Welcome to FreedomWorks Foundation’s nineteenth regulatory review of 2019! Our Regulatory Action Center proudly updates you with our favorite tidbits from the swamp. We want to smash barriers between bureaucracy and the American people by delivering regulatory news straight to FreedomWorks activists. Check back in two weeks for the next edition.

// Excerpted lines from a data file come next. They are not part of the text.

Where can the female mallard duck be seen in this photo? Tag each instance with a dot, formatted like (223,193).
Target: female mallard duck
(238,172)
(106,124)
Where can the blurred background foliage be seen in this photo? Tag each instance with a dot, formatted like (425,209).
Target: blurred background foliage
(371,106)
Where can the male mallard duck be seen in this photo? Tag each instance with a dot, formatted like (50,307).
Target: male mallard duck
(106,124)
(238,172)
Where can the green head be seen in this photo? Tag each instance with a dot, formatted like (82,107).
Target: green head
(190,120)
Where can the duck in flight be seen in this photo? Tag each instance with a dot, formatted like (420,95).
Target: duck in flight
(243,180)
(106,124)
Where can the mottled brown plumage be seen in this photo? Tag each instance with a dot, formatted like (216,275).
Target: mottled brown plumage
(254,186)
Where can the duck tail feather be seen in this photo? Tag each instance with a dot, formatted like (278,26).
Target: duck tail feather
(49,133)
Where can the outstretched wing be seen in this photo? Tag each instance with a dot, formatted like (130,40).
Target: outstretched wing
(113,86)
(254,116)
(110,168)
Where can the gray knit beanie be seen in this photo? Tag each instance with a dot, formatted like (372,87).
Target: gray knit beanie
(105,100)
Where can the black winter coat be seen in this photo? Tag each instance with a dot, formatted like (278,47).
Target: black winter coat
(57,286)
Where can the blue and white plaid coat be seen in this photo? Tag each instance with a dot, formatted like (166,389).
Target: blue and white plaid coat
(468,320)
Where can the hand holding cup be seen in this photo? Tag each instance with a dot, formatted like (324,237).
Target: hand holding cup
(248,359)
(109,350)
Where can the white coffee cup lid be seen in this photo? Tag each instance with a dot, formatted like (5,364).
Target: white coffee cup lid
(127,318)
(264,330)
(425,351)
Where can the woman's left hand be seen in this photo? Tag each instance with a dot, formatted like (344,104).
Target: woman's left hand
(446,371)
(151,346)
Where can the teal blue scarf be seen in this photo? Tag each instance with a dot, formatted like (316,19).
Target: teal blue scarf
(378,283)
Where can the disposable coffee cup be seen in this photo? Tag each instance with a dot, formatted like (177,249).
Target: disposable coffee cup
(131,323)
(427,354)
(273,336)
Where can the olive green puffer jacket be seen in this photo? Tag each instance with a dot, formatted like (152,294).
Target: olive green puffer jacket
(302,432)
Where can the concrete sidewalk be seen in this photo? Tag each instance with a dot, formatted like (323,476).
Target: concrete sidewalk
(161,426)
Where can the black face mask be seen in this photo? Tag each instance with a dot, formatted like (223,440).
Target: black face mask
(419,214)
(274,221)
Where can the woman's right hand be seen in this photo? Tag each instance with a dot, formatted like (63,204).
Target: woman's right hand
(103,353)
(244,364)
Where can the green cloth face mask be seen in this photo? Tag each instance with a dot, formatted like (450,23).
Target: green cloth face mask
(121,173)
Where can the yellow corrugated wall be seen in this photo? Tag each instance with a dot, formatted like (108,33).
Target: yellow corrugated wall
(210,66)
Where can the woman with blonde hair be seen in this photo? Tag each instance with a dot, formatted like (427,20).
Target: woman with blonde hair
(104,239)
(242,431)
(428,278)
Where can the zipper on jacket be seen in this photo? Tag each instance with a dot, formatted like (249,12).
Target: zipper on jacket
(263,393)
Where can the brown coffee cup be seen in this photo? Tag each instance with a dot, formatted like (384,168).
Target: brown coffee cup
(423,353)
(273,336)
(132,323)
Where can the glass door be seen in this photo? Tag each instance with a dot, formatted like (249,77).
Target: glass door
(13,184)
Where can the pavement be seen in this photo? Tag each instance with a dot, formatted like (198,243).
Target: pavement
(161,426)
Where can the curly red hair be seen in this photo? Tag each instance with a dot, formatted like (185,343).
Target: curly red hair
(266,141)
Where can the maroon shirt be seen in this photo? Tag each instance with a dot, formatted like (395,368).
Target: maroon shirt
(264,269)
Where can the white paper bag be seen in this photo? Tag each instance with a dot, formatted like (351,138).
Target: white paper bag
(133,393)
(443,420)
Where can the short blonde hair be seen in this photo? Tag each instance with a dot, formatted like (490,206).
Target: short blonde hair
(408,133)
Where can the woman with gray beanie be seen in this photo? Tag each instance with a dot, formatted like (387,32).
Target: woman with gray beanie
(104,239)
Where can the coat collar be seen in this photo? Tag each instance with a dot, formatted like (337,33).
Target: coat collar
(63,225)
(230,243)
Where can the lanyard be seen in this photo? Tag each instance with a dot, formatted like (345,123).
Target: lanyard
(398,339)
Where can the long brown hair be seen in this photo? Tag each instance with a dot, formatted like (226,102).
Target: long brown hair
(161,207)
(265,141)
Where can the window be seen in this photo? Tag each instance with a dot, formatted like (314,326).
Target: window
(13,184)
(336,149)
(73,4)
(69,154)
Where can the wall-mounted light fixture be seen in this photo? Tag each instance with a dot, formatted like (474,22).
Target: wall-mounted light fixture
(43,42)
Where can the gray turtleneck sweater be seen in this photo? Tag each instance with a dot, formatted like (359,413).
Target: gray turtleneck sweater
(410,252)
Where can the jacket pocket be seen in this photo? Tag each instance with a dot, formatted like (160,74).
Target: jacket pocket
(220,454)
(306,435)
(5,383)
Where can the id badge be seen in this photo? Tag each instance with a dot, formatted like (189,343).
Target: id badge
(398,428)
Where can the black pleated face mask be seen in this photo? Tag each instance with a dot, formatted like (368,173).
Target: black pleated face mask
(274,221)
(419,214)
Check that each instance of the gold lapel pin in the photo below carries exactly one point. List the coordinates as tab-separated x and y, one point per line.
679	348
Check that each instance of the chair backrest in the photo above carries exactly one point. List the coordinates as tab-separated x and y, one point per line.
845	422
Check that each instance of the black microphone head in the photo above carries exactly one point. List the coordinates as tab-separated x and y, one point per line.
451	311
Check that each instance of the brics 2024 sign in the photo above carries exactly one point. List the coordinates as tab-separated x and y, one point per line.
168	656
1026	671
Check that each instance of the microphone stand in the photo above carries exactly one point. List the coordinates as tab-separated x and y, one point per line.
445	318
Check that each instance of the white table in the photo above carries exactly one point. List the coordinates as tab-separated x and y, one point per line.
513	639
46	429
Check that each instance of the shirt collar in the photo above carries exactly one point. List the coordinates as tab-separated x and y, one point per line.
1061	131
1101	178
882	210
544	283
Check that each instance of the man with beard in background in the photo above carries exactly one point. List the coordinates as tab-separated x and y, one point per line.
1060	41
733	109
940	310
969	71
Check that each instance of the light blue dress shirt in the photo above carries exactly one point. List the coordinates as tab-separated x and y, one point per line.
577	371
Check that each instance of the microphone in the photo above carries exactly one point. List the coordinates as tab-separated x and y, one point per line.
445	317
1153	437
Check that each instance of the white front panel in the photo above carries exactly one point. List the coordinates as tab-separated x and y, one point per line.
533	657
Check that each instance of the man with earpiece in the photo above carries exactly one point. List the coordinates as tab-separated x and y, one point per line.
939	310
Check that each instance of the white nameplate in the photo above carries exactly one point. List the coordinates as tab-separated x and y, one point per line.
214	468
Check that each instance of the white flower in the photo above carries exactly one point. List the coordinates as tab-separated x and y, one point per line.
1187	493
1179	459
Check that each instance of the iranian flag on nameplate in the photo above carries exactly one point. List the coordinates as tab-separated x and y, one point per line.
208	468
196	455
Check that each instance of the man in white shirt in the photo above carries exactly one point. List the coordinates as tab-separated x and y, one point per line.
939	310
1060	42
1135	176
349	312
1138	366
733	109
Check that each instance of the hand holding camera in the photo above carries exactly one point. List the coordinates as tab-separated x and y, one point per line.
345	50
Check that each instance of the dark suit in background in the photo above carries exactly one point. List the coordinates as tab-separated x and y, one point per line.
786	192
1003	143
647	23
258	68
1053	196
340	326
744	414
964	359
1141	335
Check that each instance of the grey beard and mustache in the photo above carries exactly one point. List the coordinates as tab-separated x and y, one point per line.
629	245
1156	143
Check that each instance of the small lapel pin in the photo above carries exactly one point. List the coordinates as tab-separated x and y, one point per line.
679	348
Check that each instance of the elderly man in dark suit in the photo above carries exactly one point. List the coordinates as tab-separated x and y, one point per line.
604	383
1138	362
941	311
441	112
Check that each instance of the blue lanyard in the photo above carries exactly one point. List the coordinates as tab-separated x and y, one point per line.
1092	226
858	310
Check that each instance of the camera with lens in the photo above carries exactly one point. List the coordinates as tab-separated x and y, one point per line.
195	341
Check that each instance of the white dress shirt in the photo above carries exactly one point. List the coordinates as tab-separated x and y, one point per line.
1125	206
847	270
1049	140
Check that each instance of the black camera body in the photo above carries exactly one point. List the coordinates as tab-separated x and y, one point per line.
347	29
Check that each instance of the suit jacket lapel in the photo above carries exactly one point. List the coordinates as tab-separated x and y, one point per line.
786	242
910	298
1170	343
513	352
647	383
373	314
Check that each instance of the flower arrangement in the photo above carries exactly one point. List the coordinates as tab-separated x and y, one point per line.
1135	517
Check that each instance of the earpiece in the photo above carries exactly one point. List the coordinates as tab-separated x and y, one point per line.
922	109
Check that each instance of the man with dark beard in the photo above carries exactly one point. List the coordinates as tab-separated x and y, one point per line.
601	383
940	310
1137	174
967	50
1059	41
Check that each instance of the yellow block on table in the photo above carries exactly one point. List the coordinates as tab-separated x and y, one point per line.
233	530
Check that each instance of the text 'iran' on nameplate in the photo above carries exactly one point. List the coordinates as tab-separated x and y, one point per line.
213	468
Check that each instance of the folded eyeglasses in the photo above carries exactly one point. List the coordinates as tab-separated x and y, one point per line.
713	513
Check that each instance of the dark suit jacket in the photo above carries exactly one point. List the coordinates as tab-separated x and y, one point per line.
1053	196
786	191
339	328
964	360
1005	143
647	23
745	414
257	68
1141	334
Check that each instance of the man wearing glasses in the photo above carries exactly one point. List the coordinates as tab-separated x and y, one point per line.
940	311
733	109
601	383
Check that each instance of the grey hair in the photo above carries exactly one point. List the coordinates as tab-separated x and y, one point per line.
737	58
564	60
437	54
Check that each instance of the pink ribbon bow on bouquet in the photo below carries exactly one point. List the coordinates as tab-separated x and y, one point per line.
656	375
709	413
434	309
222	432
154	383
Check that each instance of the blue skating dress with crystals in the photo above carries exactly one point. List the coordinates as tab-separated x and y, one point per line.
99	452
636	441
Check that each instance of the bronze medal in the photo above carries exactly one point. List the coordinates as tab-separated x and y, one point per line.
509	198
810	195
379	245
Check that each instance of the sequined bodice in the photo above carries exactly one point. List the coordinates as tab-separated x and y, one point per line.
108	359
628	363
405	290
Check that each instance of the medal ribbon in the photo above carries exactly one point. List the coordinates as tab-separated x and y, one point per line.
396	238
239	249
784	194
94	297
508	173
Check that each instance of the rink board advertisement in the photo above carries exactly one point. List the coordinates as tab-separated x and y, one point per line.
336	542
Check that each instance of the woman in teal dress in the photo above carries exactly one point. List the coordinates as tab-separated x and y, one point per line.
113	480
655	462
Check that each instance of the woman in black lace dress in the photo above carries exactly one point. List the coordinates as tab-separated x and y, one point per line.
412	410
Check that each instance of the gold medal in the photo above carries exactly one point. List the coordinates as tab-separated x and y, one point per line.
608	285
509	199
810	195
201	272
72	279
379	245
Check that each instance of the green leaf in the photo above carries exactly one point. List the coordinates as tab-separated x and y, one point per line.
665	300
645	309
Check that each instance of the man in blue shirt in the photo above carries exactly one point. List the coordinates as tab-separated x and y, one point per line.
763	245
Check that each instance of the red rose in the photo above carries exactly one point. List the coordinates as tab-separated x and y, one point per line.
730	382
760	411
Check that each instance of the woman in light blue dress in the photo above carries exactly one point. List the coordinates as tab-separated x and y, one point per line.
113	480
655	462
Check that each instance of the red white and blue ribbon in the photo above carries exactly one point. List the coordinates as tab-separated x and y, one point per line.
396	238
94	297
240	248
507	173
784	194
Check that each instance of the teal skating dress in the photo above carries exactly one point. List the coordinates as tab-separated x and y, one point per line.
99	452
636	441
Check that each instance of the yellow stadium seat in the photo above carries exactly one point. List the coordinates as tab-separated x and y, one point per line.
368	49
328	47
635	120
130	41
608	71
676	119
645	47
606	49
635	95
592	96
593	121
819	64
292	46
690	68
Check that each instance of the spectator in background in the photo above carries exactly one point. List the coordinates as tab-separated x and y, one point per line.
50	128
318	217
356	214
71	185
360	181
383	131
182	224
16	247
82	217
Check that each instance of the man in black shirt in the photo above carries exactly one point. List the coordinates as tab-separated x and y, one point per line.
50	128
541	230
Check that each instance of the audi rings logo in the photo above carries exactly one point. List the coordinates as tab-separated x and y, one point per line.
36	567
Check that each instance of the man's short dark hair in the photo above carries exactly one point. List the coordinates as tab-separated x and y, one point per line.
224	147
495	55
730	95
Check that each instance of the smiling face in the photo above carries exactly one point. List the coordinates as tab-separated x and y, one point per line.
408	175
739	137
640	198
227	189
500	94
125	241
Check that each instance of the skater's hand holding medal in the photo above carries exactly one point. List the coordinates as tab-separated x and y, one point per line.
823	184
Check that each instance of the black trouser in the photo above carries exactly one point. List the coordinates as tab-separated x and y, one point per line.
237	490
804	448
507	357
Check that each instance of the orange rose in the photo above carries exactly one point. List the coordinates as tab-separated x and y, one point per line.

1) Video of the Week: Unsurprisingly, the United States is not the first country to experience ballooning budgets and astronomical deficits. In the mid-1990’s, Canada’s debt grew to as high as 70% of GDP, similar to our current debt situation. In this weeks video, John Stossell sits down with Canadian economist David Henderson to discuss how Canada managed to tackle their debt problem by cutting government spending and reducing waste.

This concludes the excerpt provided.